Peace, I must be filled.
            For the Lord said, “Peace I leave to you.  My peace I give to  you.”
            I must keep repeating, “The Lord is with me.  I shall not fear.  I can do all things through Christ Who strengthens me.”
            For if He is not with me, how else could I be who I am now, Dr. Udis Lord, Ph.D., considering I was once a dirt poor fieldhand worker in the Philippines earning fifteen cents a day?
            How else could I have won the Landmark Case Lord vs. Pontigon at the Missouri Courts of Appeal representing myself as my lawyer?
            If He is not with me, how could I have survived all the trials that I had been through?
            Many times, when it appears that all the doors are shut, when it appears that I am cornered and have nowhere to go, all of a sudden a door opens from unexpected place, a kind  helping hand  is extended from unexpected people to save me.
            How can I forget when once my son’s car needed tires that I could not afford, so that I had to put air in them once a week, then all of a sudden I was able to buy him another car that is better than the one that needed tires I could not replace?

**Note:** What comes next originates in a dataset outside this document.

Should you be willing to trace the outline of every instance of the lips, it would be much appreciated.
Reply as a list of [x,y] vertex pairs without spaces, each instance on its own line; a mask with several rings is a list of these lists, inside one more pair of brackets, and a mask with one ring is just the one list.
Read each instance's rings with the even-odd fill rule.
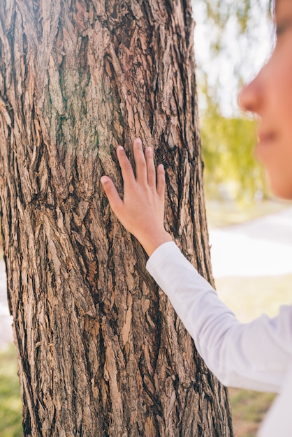
[[269,144],[275,141],[276,135],[274,132],[258,132],[258,142],[261,145]]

            How can I forget that once my son sprained his ankle,  it was so swollen with clotted dark blood that it  was almost the size of his waist?
            In desperation, I called a doctor’s office.  The lady in the doctor’s office asked, “Do you have any medical insurance?”

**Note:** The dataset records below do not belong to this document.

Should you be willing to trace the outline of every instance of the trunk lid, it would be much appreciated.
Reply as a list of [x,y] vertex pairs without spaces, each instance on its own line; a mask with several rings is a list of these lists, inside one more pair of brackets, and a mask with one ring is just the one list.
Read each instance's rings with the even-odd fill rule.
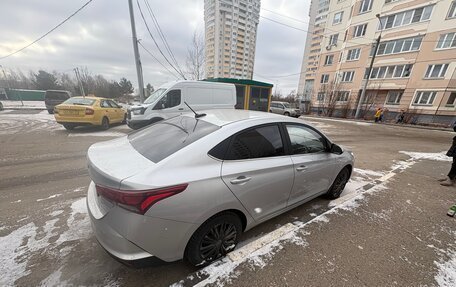
[[127,136],[93,144],[87,152],[87,161],[95,184],[116,189],[123,179],[155,165],[133,148]]

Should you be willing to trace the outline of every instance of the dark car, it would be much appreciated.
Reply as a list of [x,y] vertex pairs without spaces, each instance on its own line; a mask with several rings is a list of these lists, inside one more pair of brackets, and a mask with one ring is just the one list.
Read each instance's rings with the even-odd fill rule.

            When I answered, “No,” she said, “Don’t waste our time.  We don’t waste yours.”  Then she hang up the phone.
            I prayed to the Holy Spirit to send His healing light to cure my son.
            Indeed it healed.
            How can I forget that I just won my lawsuit to win my mother’s inheritance that was taken by the trustee in 1936?
            I did! I did!  I won the fight to regain my mother’s inheritance.  Although I am very sad that she is now deceased and did not have the chance to enjoy  her inheritance.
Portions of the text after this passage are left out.